NVIDIA / cuda-quantum

C++ and Python support for the CUDA Quantum programming model for heterogeneous quantum-classical workflows
https://nvidia.github.io/cuda-quantum/
Other
552 stars 188 forks source link

anyon target is not stable in CI #2249

Open schweitzpgi opened 1 month ago

schweitzpgi commented 1 month ago

It appears that the anyon target is not stable in the CI. Various tests will fail to verify when this target is selected and report that the standard output of the process is empty. We believe this is an undiscovered bug somewhere in this target's implementation.

As a workaround, we're removing this target from target tests on an ad hoc basis to keep the CI working in a deterministic way.

bmhowe23 commented 1 month ago

Just leaving this here for when we tackle the underlying root cause. #2253 removed some of the tests, so refer to that PR when adding the tests back in.

bmhowe23 commented 1 month ago

@schweitzpgi - is it possible this is related to https://github.com/NVIDIA/cuda-quantum/issues/1712?

schweitzpgi commented 1 month ago

@schweitzpgi - is it possible this is related to #1712?

Might be. These failures were popping up for @khalatepradnya and @sacpis and myself somewhat randomly in the CI and about 50% of the time. The failure mode was that there was nothing appearing on the stdout stream. As it was hard to reproduce locally (smaller machine, fewer threads?), it was backed out rather than forcing everyone to run the CI twice per rebase on average.

Lambdauv commented 1 month ago

just want to note that the CI tests were done multiple times without failures during the several days trying to merge the initial Anyon PR. is it possible that PRs after Sept 10 added something that increased the parallel workload in building the installer? It could be that simultaneously building multiple components that also build the same libraries in the processes repeatedly might cause problems for OS on smaller machines [inspired by discussions on sporadic build errors seen here ].

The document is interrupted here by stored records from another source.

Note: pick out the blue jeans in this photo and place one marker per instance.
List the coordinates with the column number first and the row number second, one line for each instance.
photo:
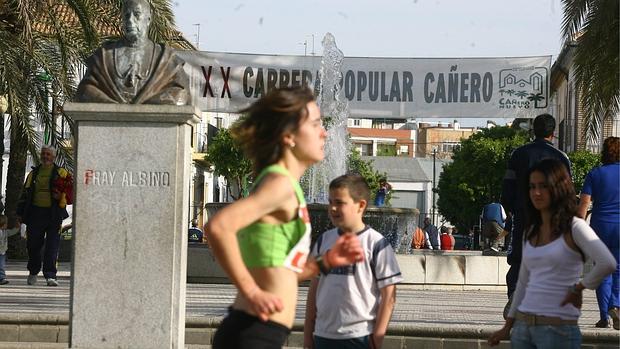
column 351, row 343
column 545, row 336
column 2, row 266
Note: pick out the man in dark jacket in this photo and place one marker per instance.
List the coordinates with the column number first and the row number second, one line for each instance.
column 42, row 207
column 514, row 193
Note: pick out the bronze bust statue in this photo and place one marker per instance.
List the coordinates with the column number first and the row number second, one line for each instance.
column 135, row 70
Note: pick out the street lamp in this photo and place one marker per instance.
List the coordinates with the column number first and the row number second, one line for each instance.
column 434, row 179
column 197, row 25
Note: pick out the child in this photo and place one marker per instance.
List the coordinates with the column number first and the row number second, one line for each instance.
column 350, row 306
column 263, row 240
column 384, row 189
column 4, row 234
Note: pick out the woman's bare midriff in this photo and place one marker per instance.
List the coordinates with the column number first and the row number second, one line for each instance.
column 279, row 281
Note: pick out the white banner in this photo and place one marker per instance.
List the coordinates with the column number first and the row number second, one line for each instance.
column 507, row 87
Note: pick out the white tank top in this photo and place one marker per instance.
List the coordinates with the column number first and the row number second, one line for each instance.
column 553, row 268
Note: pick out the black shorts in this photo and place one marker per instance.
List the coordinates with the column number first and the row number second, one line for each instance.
column 240, row 330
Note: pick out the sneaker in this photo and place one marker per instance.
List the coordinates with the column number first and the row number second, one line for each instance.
column 602, row 324
column 613, row 312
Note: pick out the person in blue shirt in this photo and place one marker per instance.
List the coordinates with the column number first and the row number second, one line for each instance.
column 195, row 234
column 601, row 187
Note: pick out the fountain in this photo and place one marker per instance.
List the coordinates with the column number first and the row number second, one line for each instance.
column 397, row 224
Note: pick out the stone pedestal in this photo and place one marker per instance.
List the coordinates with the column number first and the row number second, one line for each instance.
column 130, row 224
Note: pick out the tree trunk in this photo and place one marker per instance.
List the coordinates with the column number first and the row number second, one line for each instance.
column 14, row 183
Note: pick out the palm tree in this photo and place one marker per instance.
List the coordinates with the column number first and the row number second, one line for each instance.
column 43, row 46
column 594, row 25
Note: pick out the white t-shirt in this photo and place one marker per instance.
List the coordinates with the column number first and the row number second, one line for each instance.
column 548, row 271
column 347, row 298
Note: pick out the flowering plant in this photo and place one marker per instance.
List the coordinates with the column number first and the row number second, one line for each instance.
column 63, row 186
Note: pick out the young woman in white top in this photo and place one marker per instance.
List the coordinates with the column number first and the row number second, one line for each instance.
column 548, row 298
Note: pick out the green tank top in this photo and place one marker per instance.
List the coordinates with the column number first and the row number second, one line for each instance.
column 275, row 245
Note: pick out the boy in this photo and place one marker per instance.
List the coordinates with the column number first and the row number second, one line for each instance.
column 4, row 234
column 350, row 307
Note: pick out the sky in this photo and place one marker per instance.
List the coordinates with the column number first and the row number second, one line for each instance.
column 365, row 28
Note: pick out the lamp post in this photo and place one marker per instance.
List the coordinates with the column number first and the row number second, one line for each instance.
column 434, row 179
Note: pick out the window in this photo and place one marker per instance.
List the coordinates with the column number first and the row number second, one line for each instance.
column 219, row 122
column 403, row 150
column 449, row 147
column 386, row 150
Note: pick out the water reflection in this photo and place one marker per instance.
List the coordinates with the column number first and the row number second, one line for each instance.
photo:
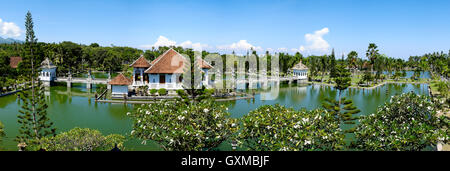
column 312, row 96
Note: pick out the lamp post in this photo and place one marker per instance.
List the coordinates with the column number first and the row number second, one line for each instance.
column 234, row 145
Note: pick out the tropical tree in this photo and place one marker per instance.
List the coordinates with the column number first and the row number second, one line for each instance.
column 443, row 88
column 2, row 132
column 80, row 139
column 342, row 108
column 367, row 77
column 408, row 122
column 372, row 54
column 277, row 128
column 180, row 126
column 33, row 113
column 332, row 66
column 352, row 59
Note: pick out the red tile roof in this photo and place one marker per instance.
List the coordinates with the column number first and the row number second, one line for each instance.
column 141, row 62
column 14, row 61
column 171, row 62
column 120, row 80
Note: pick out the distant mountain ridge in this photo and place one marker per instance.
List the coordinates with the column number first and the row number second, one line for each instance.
column 9, row 40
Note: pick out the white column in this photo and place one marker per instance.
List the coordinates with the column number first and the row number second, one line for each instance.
column 142, row 77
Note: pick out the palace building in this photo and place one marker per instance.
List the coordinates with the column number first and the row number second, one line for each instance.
column 119, row 85
column 164, row 72
column 300, row 70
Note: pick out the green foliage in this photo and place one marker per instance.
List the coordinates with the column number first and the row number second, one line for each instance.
column 342, row 77
column 80, row 139
column 162, row 92
column 333, row 71
column 367, row 77
column 153, row 91
column 407, row 123
column 2, row 131
column 33, row 116
column 179, row 126
column 33, row 113
column 342, row 109
column 274, row 128
column 372, row 53
column 443, row 88
column 100, row 88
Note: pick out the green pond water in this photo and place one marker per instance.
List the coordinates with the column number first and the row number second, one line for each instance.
column 75, row 107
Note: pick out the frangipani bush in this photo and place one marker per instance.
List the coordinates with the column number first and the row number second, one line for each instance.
column 79, row 139
column 407, row 123
column 181, row 126
column 275, row 128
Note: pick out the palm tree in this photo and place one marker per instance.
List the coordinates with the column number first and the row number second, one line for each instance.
column 352, row 58
column 372, row 54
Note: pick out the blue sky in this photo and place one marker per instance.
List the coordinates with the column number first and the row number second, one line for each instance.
column 399, row 28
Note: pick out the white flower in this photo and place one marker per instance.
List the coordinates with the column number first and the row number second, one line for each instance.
column 305, row 119
column 307, row 142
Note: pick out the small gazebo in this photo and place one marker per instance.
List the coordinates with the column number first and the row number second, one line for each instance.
column 119, row 85
column 48, row 72
column 300, row 70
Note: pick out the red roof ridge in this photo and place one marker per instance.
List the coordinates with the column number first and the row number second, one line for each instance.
column 170, row 69
column 120, row 80
column 141, row 62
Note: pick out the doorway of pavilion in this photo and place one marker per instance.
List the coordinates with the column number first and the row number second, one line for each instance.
column 146, row 79
column 162, row 78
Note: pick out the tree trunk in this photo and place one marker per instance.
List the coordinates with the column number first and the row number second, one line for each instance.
column 33, row 100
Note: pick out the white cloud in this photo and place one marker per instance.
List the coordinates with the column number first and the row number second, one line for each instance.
column 164, row 41
column 282, row 49
column 315, row 42
column 240, row 46
column 194, row 46
column 9, row 29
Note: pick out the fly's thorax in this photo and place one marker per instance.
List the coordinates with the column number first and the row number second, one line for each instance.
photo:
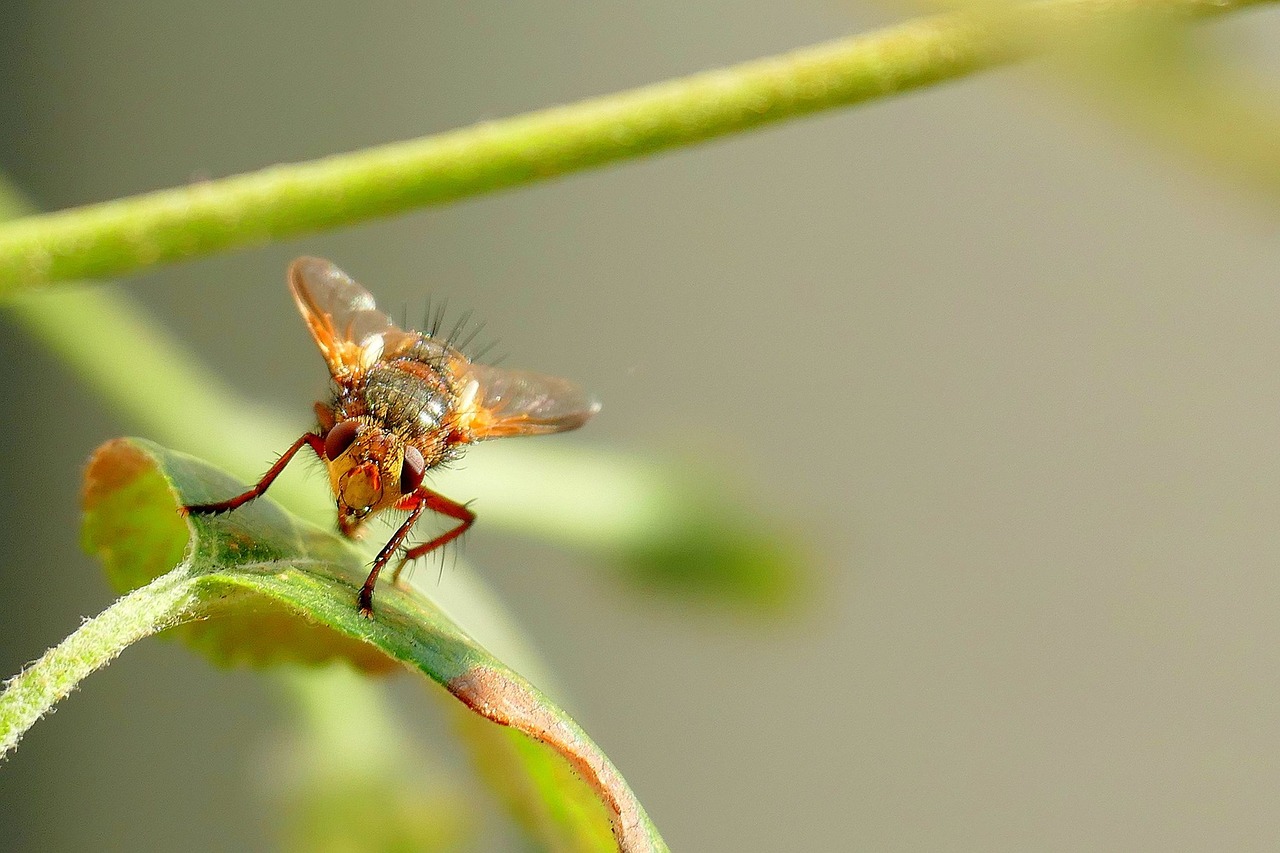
column 410, row 397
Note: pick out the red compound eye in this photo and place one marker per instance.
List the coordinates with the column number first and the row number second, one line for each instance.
column 339, row 438
column 412, row 470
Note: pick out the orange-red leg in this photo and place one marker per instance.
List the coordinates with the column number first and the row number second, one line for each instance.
column 426, row 500
column 315, row 442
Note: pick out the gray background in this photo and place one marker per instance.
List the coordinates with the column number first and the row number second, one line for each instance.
column 1028, row 410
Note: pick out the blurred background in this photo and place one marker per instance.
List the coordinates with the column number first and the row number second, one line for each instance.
column 1009, row 364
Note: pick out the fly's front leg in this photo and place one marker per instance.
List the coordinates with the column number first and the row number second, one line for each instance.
column 366, row 592
column 311, row 439
column 444, row 506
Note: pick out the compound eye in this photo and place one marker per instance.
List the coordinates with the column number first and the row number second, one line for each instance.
column 412, row 470
column 339, row 438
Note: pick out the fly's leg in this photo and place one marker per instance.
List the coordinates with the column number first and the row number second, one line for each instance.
column 366, row 592
column 424, row 500
column 315, row 442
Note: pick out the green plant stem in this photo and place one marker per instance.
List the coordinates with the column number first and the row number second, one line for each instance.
column 283, row 201
column 94, row 644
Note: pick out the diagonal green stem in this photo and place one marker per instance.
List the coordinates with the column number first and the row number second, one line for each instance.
column 97, row 642
column 282, row 201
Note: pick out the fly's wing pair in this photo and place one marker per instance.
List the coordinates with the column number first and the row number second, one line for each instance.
column 353, row 334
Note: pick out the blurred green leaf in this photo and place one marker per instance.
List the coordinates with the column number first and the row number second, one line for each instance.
column 351, row 780
column 272, row 588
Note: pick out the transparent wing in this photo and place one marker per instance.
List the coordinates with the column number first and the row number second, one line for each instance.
column 343, row 319
column 519, row 402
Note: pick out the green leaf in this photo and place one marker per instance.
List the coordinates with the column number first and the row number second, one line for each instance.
column 270, row 588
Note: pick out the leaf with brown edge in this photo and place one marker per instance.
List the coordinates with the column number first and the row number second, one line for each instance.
column 273, row 588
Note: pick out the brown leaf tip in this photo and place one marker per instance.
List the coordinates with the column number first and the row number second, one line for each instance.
column 113, row 466
column 508, row 701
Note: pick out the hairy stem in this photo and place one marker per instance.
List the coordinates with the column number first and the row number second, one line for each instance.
column 288, row 200
column 147, row 610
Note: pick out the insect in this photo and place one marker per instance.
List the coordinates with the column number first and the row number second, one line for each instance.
column 401, row 404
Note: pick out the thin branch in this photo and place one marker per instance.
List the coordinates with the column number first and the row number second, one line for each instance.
column 283, row 201
column 145, row 611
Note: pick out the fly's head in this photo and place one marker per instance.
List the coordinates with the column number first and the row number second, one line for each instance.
column 370, row 469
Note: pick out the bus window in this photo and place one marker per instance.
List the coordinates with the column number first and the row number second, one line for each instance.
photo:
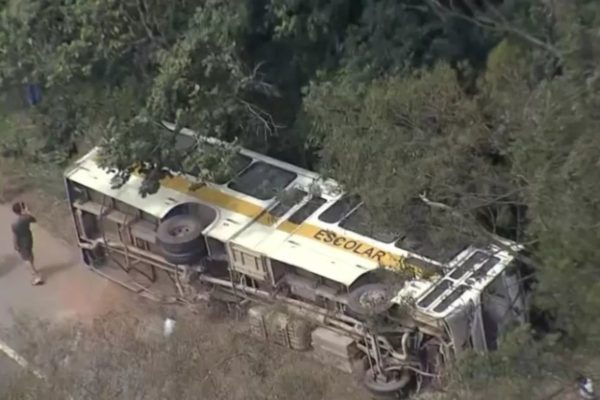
column 360, row 221
column 289, row 200
column 306, row 210
column 339, row 209
column 262, row 180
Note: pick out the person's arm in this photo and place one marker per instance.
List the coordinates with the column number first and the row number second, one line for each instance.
column 30, row 218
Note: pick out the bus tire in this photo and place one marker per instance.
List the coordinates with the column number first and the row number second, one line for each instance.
column 393, row 388
column 181, row 234
column 183, row 258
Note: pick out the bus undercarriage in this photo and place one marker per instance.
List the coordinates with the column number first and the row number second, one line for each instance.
column 358, row 329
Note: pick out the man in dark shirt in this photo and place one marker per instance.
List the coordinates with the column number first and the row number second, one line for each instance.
column 23, row 239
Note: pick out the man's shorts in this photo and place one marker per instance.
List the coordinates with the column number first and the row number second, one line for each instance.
column 26, row 253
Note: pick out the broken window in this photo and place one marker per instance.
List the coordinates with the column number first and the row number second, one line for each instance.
column 339, row 209
column 262, row 181
column 306, row 210
column 289, row 199
column 361, row 222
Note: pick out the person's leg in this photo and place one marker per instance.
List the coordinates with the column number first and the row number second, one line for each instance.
column 27, row 255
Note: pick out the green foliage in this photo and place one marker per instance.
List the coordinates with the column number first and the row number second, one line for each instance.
column 448, row 119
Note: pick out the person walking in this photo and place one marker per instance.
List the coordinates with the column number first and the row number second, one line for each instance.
column 23, row 239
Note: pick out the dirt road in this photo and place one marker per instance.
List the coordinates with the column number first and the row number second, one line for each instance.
column 70, row 290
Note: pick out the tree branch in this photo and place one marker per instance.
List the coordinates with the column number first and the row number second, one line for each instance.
column 499, row 25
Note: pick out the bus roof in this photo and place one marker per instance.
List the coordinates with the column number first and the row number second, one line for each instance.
column 302, row 230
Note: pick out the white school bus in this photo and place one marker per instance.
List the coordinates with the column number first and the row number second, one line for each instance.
column 310, row 272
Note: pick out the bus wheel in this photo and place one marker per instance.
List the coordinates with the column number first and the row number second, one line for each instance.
column 391, row 384
column 181, row 234
column 183, row 258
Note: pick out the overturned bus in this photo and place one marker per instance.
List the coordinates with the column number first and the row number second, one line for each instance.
column 307, row 269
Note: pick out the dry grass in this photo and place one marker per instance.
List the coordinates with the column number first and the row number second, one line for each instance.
column 123, row 357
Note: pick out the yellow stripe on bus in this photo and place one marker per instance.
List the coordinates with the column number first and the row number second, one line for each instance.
column 220, row 199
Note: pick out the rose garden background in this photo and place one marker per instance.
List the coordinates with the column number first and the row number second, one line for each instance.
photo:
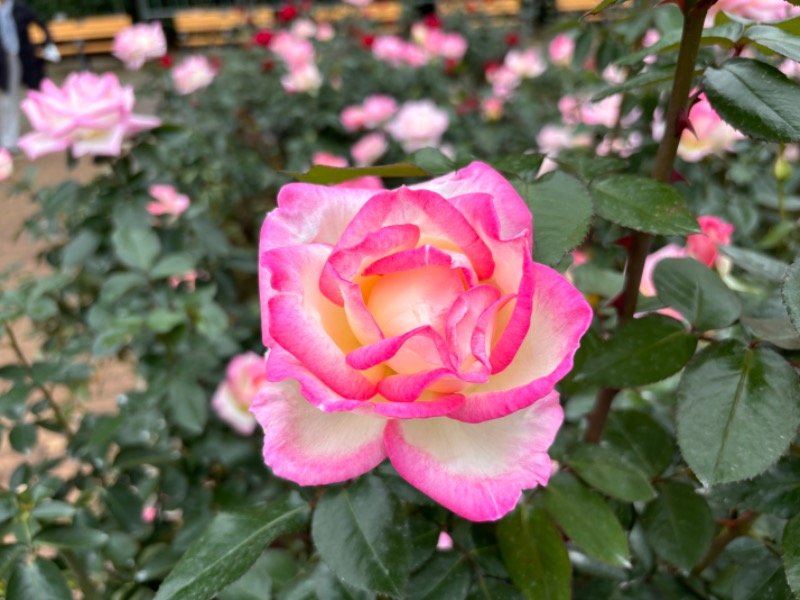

bmhowe23 commented 1 month ago

just want to note that the CI tests were done multiple times without failures during the several days trying to merge the initial Anyon PR. is it possible that PRs after Sept 10 added something that increased the parallel workload in building the installer? It could be that simultaneously building multiple components that also build the same libraries in the processes repeatedly might cause problems for OS on smaller machines [inspired by discussions on sporadic build errors seen here ].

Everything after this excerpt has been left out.